Genome-scale view of the annotation and comparison of transcripts with those of other species are available through the G-integra system (Figure 2C), which was originally developed as a part of the H-InvDB (8). G-integra is implemented so as to facilitate parallel access for the RAP annotations and numbers of tracks for other species (cDNAs and expressed sequence tags of representative monocots and Arabidopsis thaliana and the like). G-integra and GBrowse are reciprocally hyperlinked and hence the user can easily access both information.
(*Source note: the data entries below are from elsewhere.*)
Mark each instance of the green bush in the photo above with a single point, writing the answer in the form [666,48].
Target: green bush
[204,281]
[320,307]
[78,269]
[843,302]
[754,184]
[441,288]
Sequence similarity search

To facilitate access by sequence similarities, two alternative search methods are available (Figure 2). One is BLAT for aligning a given DNA against the genome (9). Hits reported by BLAT are automatically hyperlinked to the corresponding regions in GBrowse. The other is BLAST (10), which is used for searching transcripts and open reading frames. Hits reported by BLAST are automatically hyperlinked to the corresponding annotation tables in GBrowse.

Distributed annotation system (DAS)

Although we wish to use the IRGSP genome and the RAP annotations as the standard references for future rice genomics, it will be of the rice community's benefit to utilize them for third party annotations. Therefore, we made them available through the DAS protocol (11). The URL for the IRGSP genome reference server is http://rapdb.lab.nig.ac.jp/cgi-bin/das/IRGSP.


The annotations of the rice genome sequence will be updated as the genome sequence and cDNA sequences are revised. The latest version of the high-quality rice genome sequence (build 4 assembly) has been released recently (T. Sasaki, personal communication). This assembly will be used to update the manual curation of annotation in conjunction with the Second RAP Meeting (RAP2). It is therefore expected to generate additional loci as well as modifications on previous annotations. In addition, we will increase the links for other valuable databases to provide multiple access to various genome information. The RAP-DB will be a bridge to connect the rice genome informatics and the experimental genomics, and an important hub for rice genomics.


We thank the IRGSP and RAP members for their supports. This work was supported in part by a grant from the Special Coordination Funds for Promoting Science and Technology of the Ministry of Education, Culture, Sports, Science and Technology (MEXT) of Japan. Funding to pay the Open Access publication charges for this article was provided by a grant for the NIAS Genebank Project.

Conflict of interest statement. None declared.